‘The Cross Man’ spreads hometown evangelization

THE VILLAGES – John Breck is known as “The Cross Man.” He and his team from Knights of Columbus of the Queen of the Rosary Council 10034, out of St. Timothy Parish in Lady Lake, have made more than 22,000 crosses that are currently in yards in at least six states. Surprisingly, the effort was inspired by an atheist.

Breck has been a knight since 1975. Four years ago, he saw a white cross in a neighbor’s yard and asked about it. He learned it came from a town in Michigan. Years prior, the city of Frankenmuth dealt with a controversy over two crosses on a local bridge. A resident, who was an atheist, insisted the crosses be removed. The town complied assuming that would be the end of it.
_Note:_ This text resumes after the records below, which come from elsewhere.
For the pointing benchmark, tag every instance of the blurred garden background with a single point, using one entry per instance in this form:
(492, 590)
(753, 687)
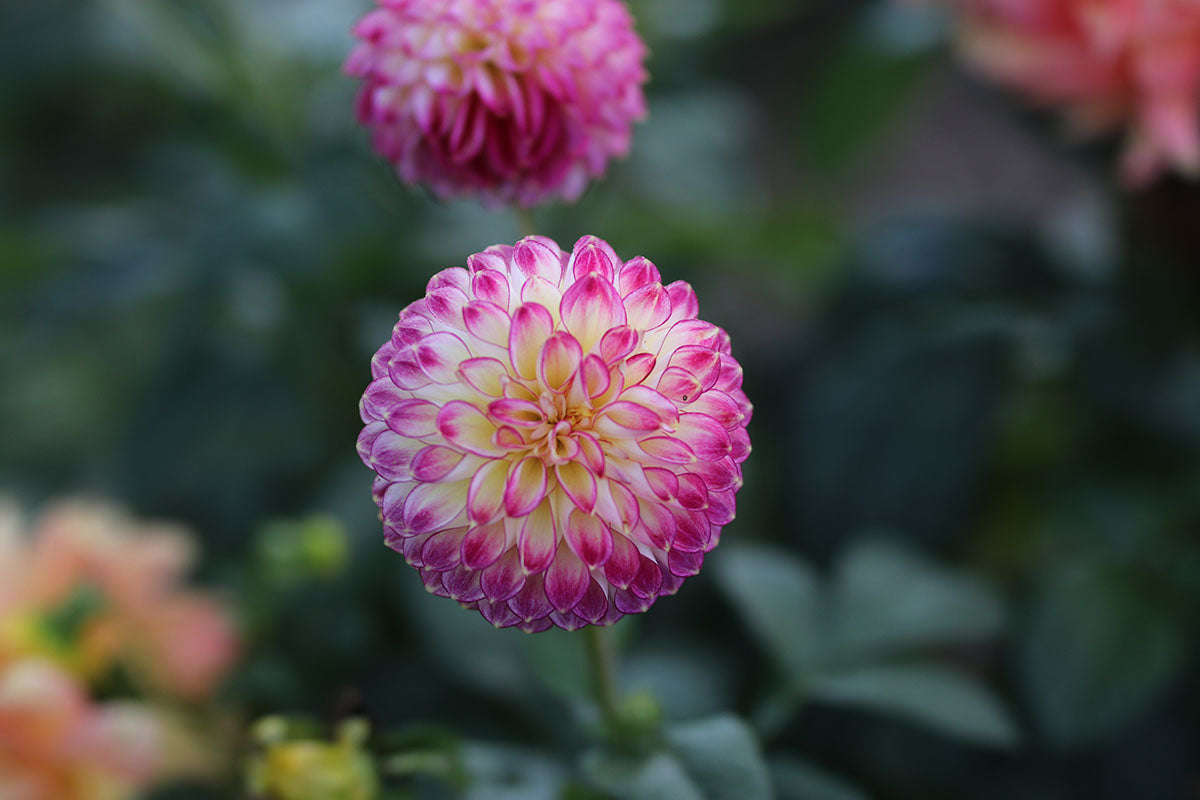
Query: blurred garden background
(966, 561)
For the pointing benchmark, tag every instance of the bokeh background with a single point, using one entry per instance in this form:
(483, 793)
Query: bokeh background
(966, 561)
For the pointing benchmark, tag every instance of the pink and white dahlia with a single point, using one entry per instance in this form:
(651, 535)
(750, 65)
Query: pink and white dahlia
(514, 101)
(557, 438)
(1107, 64)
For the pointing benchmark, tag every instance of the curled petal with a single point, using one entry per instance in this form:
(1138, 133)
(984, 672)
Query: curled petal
(433, 463)
(705, 435)
(484, 374)
(433, 506)
(591, 308)
(636, 274)
(556, 441)
(526, 487)
(532, 325)
(519, 413)
(485, 495)
(413, 417)
(538, 257)
(567, 579)
(648, 306)
(484, 545)
(503, 578)
(489, 284)
(669, 450)
(589, 537)
(561, 358)
(465, 426)
(539, 539)
(487, 322)
(622, 565)
(579, 482)
(592, 254)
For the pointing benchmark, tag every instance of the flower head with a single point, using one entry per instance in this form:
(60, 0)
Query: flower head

But the removal emboldened the man to insist that the cross be taken off the city shield as well. In a public outcry, residents all over the city planted small wooden crosses on their lawns. Seeing hundreds of crosses as he drove through neighborhoods, the silent protest made an impact and the man retracted his request.

After hearing the story, Breck enlisted the help of Francis Robacker in 2016, a fellow industrial arts teacher who had a woodshop at home. The two made the first 100 crosses (1 foot high and about 8” wide) and distributed them through the Knights of Columbus, their parish and other Christian churches. Word got out and, in just a few weeks, they had gone through the first set and had requests to make more. His crew has since grown to meet the demand.

After about 500, the team switched to plastic because it was already coated, white and more durable. Breck’s friend and St. Timothy’s parishioner, John Murray, lives on a busy street in The Villages. He estimates he has given out close to 1,000 crosses simply by leaving 8-12 on his front lawn for the taking.  He says the crosses represent “religious freedom.” “(The ministry) is tremendous,” says Murray. “A lot of people talk about doing something like that, but don’t do it. He did.” Murray believes it is making a difference.

“The crosses symbolize you’re a Christian,” said Breck who admits he is not always comfortable evangelizing through dialogue. “I’m a firm believer. I believe in Christendom,” he said.  “We’ve got to do something in this country to bring people to the faith, especially the young people. I’m just doing my small part. Hopefully it will spread.”

With 22,000 crosses from Florida to Maine, and some people now making the crosses themselves, Breck’s hope has become a reality and a strong witness of faith.